If we have souls, my dog had a better one than I do, any of you do. He would groan when I cuddled him. He often slept on my back, rear legs on either side of my waist, front paws on either side of my neck, muzzle resting against my cheek. He was heavy, I would wake up with chest pains with him still on top of me, but what a wonderful sleep.

I have told portions of my experience before, if you find me, I will deny it. He’s been dead for 11 years. Eventually the cancer did get to him. He had what is called ascites, this is a build up of fluid in the liver, all our organs are basically in a sack, and this fluid would build up. I had it drained twice. $700 each time until my vet refused to do it anymore.

It was then I had to give him up, worst thing I ever did, but also most merciful. A “natural death” would have been agony. I still hate myself for doing it.

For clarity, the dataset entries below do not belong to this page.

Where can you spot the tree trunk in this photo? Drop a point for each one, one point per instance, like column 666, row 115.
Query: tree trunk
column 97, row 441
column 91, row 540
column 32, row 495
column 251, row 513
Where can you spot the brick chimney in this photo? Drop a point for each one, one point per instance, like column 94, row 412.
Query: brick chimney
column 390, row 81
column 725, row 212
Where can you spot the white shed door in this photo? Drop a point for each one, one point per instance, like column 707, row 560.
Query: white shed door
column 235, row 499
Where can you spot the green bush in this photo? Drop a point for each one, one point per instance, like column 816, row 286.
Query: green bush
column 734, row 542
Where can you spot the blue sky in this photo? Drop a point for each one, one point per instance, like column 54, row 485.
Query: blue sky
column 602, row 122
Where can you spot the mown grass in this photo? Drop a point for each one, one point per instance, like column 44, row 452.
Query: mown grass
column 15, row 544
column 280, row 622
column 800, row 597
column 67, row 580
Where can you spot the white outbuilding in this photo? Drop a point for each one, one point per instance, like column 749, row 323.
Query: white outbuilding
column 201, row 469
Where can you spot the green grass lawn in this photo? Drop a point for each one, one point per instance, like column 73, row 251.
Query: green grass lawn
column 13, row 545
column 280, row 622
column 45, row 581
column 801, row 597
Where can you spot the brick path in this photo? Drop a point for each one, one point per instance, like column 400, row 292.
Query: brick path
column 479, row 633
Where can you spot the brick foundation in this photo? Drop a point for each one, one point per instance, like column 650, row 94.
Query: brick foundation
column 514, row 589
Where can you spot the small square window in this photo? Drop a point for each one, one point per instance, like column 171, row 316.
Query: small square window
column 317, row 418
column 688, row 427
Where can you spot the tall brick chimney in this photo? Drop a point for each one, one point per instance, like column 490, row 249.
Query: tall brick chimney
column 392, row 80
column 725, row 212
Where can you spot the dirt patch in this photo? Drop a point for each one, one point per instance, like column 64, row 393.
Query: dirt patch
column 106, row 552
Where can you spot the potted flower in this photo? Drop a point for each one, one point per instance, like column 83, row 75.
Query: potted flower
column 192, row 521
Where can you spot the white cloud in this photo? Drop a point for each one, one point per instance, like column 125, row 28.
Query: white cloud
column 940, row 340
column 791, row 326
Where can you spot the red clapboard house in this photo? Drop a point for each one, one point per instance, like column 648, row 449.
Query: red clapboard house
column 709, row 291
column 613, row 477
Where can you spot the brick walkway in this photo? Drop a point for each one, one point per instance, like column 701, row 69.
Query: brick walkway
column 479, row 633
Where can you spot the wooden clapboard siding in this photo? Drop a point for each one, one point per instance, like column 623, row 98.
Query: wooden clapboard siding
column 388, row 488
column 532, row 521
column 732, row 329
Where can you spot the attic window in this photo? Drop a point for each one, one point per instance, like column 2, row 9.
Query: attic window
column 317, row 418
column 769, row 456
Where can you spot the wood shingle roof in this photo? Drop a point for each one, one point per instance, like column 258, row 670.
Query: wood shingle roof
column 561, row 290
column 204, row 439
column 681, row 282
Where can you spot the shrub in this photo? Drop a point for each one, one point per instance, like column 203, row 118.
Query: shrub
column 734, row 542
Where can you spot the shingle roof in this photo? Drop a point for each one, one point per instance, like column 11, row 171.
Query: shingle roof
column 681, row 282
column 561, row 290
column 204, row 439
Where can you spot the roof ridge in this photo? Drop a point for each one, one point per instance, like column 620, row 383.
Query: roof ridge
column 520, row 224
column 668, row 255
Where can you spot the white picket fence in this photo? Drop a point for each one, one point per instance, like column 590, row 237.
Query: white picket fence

I still like dogs very much, especially the breed, but I went through a lot of dogs and I never saw a soul like his. When I put him down, I just didn’t show up for work for two days. I was a contractor so nobody noticed. I had never experienced anguish before. I didn’t charge for the time, I’m quite honest.

When he died, a part of my soul was buried with him. I couldn’t do dog rescue anymore, I was afraid to ever get that attached again. It’s been 11 years, but and I still hurt, but I don’t mind so much. He brought out my true humanity. When I got him at 30, 15 years seemed like a long time. It’s been 25 years now.

I know this site is dedicated to sex stories, but here is a real story. I am honestly pouring out my heart. I know the “conventional zoophiles” DO exist, meet an unconventional one. I adored that dog with every bit of my soul. If dogs don’t have a soul but humans do, I freely give mine up to him.

You might think “oh, it was just a dog”, I did foster for a decade. He was so helpful, so caring to all my fosters. If anybody I know deserves an afterlife, it is him. He may have just been a dog, but he really was the best thing that every happened to me, and I miss him very much.

This is what it’s really like to be a zoophile. I thought I LIKED dogs, but I totally fell in love with him. Wasn’t sexual, just such a great soul.

I’ve met a few people like me. They say one and done. You experience this ONCE and you’re lucky to experience it. The reason I miss him so much, is I loved him so much.